The costliest green energy provision in the budget is a proposal to make permanent tax credits for producing electricity from wind and solar energy sources. Permanently extending these subsidies would cost $31.5 billion over the next decade. Most Republicans, however, have opposed extending such green energy tax credits.
The wind industry in particular has lobbied heavily for extending the Wind Production Tax Credit — a tax subsidy that pays wind power producers $23 for each megawatt hour of electricity produced for 10 years. The wind PTC has been a major source of growth for the wind industry, who has warned that allowing the credit to expire will hurt job growth.

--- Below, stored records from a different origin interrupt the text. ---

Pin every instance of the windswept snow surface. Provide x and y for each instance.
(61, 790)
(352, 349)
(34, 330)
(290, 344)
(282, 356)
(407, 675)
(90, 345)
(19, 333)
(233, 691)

But lawmakers allowed the wind PTC to lapse at the end of last year, which has given Obama an opening to appease wind producers and once again propose making green energy tax credits permanent.
“To compete in the 21st Century economy and make America a magnet for job creation and opportunity, we need to invest in American innovation, strengthening our manufacturing base, keeping our Nation at the forefront of technological advancement, and leading in the development of clean energy alternatives and the promotion of energy efficiency while moving toward energy security through safe and responsible domestic energy production,” the White House said.
The Obama administration plans to partially offset these costs by eliminating $50 billion in tax preferences for fossil fuel companies over the next decade. Obama’s tax proposal repeals things like write-offs for intangible drilling costs and manufacturing tax credits for producing coal. The White House is also taking aim at closing other tax “loopholes” that will further increase costs for petroleum and coal companies.
“Historically, raising taxes on energy raises costs for consumers,” said Jack Gerard, president of the American Petroleum Institute. “We create well-paying jobs, build infrastructure with private dollars, generate billions of dollars in government revenue, support retirees, and help businesses grow with affordable and reliable energy. This industry is the poster child for middle class economics.”
Obama has been calling on increasing taxes on oil and natural gas companies since at least the 2012 election. In his race against Republican candidate Mitt Romney, Obama said he would get rid of $4 billion in tax benefits enjoyed annually by oil and gas companies.
“The president’s annual call to raise taxes on U.S. oil and natural gas development would hurt job creation, infrastructure investment, the federal deficit, seniors on fixed incomes and domestic manufacturing,” Gerard said.
Congressional Budget Office data, however, shows that green energy programs get most of the energy-related tax benefits on the books.